The self-employed and SME owners are a significant, but potentially under-serviced market. Non-banks represent an ideal home for these customers. Here’s why
THE SELF-EMPLOYED and SME owners represent a significant segment in Australia’s labour landscape.
Self-employed workers make up 10 per cent of Australia’s workforce, while the latest Australian Bureau of Statistics stats report that there are over 2 million small and medium-sized enterprises in Australia.
Despite these big numbers, this segment is often overlooked by bank lenders that appear to prioritise traditional prime full doc applicants. Whilst some self-employed and SME owners may fit the traditional prime full doc niche, many more might not. As a result, brokers who default to bank lenders won’t have all the tools needed to service these customers in their best interests.
And with COVID, natural disasters and now inflation, the pool of self-employed and SME owner customers who don’t fit the traditional prime full doc mould may be growing even more.
Self-employed and SME owners are a great segment to consider focusing on. Business levels have now largely returned to pre-pandemic levels, and while they’re in a stronger financial position, they have new challenges they need your support with.
Non-banks like Resimac are an ideal solution for these clients. The composition of non-bank funding and experience working with these types of borrowers means we have the capability to offer competitively priced, flexible and innovative lending solutions.
Why non-banks like Resimac for SME owners and the self-employed?
Alternate forms of income verification: For full doc income verification, many lenders require two years of tax financials. Non-banks, on the other hand, can accept an accountant’s letter, business activity statements (BAS) or business bank statements for their alt doc products. This gives us a better understanding of the applicant’s more recent financials – important given the financials from the last two years wouldn’t necessarily provide an accurate picture of the business’ current performance.
Can be used for more than just purchase and refinance: Whilst many self-employed and SME owners want to buy or refinance residential property, non-banks offer mortgages that can be used for much more – particularly to grow their business.
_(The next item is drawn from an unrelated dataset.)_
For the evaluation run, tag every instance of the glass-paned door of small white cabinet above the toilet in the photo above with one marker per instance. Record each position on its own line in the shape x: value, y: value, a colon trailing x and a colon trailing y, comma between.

Uses could include consolidating business debt and as cash out, where the funds could be used to invest in their business.
Those with credit impairments welcomed: Non-banks, especially Resimac, understand life happens and offer products designed for those with credit impairments. At Resimac, having defaults, writs and summons under $2,000, paid over 12 months ago, or listed over 24 months ago won’t exclude an applicant from a full doc or prime product. Furthermore, we treat a credit event as any single event that caused related adverse credit bureau listings – so, where eligible, multiple listings can be consolidated under one event. For applicants who have significant events, even a current bankruptcy, there are competitive products available for a variety of purposes.
For those new to business: We know things move fast and opportunities don’t hang around for long. Even those who are relatively new to business can access credit to help them grow their business. Non-banks like Resimac offer products for those with as little as six months’ ABN registration.